The claim that one's personal religious freedom requires the freedom to ignore all rules and laws one doesn't like isn't American democracy; it's theocracy squared. That's Dominionism.

The Courier:

Hundreds of protesters, including Louisville Archbishop Joseph E. Kurtz, rallied Friday outside the federal courthouse on Broadway to protest new federal mandates that require coverage of contraception costs for most employees.

The protesters, part of a day of similar rallies planned in 164 cities around the country, took aim at what Roman Catholic bishops and their allies contend is an assault on religious liberty.

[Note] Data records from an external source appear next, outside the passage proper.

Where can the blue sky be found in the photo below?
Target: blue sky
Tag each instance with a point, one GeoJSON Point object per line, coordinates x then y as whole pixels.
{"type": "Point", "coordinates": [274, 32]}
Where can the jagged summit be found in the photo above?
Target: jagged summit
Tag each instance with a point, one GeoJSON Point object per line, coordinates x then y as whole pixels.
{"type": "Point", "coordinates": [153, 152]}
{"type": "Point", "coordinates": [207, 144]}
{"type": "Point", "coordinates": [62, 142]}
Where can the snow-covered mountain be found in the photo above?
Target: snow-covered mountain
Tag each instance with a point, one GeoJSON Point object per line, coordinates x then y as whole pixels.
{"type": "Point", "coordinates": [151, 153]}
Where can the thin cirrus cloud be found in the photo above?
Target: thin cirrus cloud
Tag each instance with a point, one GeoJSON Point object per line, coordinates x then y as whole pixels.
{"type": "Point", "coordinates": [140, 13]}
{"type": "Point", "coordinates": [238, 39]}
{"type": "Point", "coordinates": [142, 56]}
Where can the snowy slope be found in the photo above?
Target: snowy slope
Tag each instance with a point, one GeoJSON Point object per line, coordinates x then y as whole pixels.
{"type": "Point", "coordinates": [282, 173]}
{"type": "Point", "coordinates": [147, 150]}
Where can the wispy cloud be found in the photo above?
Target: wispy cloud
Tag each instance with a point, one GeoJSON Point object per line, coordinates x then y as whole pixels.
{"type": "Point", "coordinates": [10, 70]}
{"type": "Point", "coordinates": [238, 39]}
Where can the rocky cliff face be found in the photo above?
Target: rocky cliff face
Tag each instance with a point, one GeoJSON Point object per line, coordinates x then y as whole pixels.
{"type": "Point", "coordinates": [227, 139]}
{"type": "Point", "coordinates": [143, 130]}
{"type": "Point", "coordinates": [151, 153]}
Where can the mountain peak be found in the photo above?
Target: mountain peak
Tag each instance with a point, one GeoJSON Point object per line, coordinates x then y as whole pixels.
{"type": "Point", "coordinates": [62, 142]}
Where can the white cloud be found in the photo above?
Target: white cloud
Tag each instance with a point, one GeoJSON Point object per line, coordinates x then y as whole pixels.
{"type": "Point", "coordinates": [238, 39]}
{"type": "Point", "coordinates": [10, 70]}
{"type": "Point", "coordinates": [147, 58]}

Give a freakazoid a contraception waiver, they'll want a pass to kill gays.
Ian Millhiser at Think Progress:

A North Dakota ballot intitative appears designed to allow anti-gay groups to openly defy bans on discrimination, and it is written so expansively that it could authorize thousands of North Dakotans to outright ignore everything from traffic lights to medical access laws - all in the name of supposedly protecting religous liberty. Under the proposed state constitutional amendment, which appears on state ballots June 12:

Government may not burden a person's or religious organization's religious liberty. The right to act or refuse to act in a manner motivated by a sincerely held religious belief may not be burdened unless the government proves it has a compelling governmental interest in infringing the specific act or refusal to act and has used the least restrictive means to further that interest. A burden includes indirect burdens such as withholding benefits, assessing penalties, or an exclusion from programs or access to facilities.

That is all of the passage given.